The R^2 of this model (with the training data) is very close to 1, so the model performed very well for the training data (as expected).

We will truly test this model by calculating the R^2 and the mean absolute error (MAE) for the validation data (which wasn't used for fitting the model).

In [34]:
y_pred = model.predict(X_val)
r2 = r2_score(y_pred, y_val)
mae = mean_absolute_error(y_pred,y_val)

print('The R2 for the validation data is: '+ str(r2))
print('The MAE for the validation data is: '+ str(mae))



The R2 for the validation data is: 0.979247263249
The MAE for the validation data is: 284.25210376


We can see we got a great R^2 (really close to 1) for the validation data. The MAE is 284.25, which means that on average our predictions are off by 248.25 muggle money.

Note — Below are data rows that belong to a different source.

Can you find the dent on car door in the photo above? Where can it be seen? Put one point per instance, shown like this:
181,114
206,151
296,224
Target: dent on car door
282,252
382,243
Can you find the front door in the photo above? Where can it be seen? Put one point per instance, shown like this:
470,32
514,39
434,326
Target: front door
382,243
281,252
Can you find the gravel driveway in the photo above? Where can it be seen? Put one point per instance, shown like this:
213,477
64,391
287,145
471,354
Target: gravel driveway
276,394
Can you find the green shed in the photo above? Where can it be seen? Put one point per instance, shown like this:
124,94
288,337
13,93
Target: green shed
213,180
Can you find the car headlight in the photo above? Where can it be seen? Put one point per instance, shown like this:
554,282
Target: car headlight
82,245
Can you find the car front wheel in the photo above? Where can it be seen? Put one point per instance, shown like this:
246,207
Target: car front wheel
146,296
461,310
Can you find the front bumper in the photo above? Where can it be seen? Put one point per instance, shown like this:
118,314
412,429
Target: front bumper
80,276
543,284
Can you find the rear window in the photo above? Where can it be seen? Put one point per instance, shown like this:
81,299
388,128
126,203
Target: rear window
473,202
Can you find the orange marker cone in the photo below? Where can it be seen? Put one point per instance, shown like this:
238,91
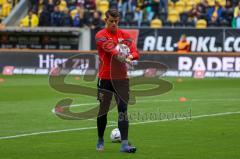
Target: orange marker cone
179,80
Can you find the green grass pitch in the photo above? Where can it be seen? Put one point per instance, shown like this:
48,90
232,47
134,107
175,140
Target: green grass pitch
213,132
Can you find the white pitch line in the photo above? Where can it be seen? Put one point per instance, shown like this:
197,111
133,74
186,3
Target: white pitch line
163,100
136,123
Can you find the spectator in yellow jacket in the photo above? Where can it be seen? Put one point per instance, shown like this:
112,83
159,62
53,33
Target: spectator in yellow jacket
183,46
31,20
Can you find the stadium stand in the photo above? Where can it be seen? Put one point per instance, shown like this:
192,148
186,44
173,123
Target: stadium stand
6,7
135,13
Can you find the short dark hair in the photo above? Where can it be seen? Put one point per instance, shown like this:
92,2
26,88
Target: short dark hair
113,13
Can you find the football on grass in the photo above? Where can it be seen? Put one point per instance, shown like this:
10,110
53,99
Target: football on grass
115,135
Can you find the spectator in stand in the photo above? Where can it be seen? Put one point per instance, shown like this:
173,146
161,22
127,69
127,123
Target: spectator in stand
56,17
62,5
33,5
138,15
31,20
95,22
163,6
90,5
214,13
80,3
183,46
113,4
67,19
49,5
124,7
236,10
79,19
45,17
148,9
196,13
132,5
228,11
155,7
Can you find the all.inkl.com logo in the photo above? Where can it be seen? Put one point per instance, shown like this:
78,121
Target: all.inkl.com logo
144,72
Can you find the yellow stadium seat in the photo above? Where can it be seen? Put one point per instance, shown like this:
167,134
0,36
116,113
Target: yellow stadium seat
2,2
73,13
211,2
170,4
180,6
6,9
201,23
222,2
197,1
173,16
103,6
25,21
189,5
156,23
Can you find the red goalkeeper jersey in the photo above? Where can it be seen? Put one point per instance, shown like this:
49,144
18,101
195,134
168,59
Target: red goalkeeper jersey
109,67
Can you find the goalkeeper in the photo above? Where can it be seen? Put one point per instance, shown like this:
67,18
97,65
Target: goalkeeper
116,50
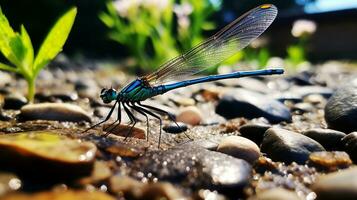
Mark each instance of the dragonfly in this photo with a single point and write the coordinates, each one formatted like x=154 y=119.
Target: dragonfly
x=176 y=72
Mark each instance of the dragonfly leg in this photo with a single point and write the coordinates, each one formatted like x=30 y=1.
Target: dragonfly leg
x=106 y=118
x=132 y=118
x=154 y=115
x=111 y=127
x=171 y=117
x=139 y=110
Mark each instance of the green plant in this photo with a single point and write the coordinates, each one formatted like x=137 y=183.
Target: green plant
x=148 y=27
x=302 y=30
x=17 y=48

## 3. Predicting for the test data

We will now make a data frame of the stolen diamonds and predict their price.

In [35]:
data = {'carat':[0.71,0.83,0.5,0.39,0.32,0.9,0.51,1.12,0.4,0.36], 'n_cut':[2,5,5,4,4,2,5,5,5,4], 'n_color':[2,4,6,1,4,5,7,4,4,2], 'n_clarity':[6,5,4,5,5,2,5,6,6,4], 'depth':[63.1,62.1,61.5,61.6,62.1,63.3,60.9,62.1,62.4,62.7], 'table':[58,55,55,59,56,57,57,54.8,56,59], 'x':[5.64,6.02,5.11,4.67,4.43,6.08,5.2,6.64,4.72,4.54], 'y':[5.71,6.05,5.16,4.71,4.4,6.14,5.17,6.66,4.74,4.58], 'z':[3.58,3.75,3.16,2.89,2.74,3.87,3.16,4.13,2.95,2.86]}
stolen_diamonds = pd.DataFrame(data)
stolen_diamonds


Unnamed: 0,carat,depth,n_clarity,n_color,n_cut,table,x,y,z
0,0.71,63.1,6,2,2,58.0,5.64,5.71,3.58
1,0.83,62.1,5,4,5,55.0,6.02,6.05,3.75
2,0.5,61.5,4,6,5,55.0,5.11,5.16,3.16
3,0.39,61.6,5,1,4,59.0,4.67,4.71,2.89
4,0.32,62.1,5,4,4,56.0,4.43,4.4,2.74
5,0.9,63.3,2,5,2,57.0,6.08,6.14,3.87
6,0.51,60.9,5,7,5,57.0,5.2,5.17,3.16
7,1.12,62.1,6,4,5,54.8,6.64,6.66,4.13
8,0.4,62.4,6,4,5,56.0,4.72,4.74,2.95
9,0.36,62.7,4,2,4,59.0,4.54,4.58,2.86


In [39]:
stolen_price = model.predict(stolen_diamonds)
print('Our prediction for the prices of the stolen diamonds is: ')
print(stolen_price)

Our prediction for the prices of the stolen diamonds is: 
[  2918.6   3461.9   1887.8    466.3    447.5   4228.    2154.2  11648.5
    710.8    466.3]


## 4. Conclusions.

This random forest regressor has a very good R^2 for the validation sample, that means that most of it's estimations are close to the real value, but also it has a significant mean absolute error (248 $ is a considerable error). This means that sometimes the model fails by big amounts of money, making that average higher.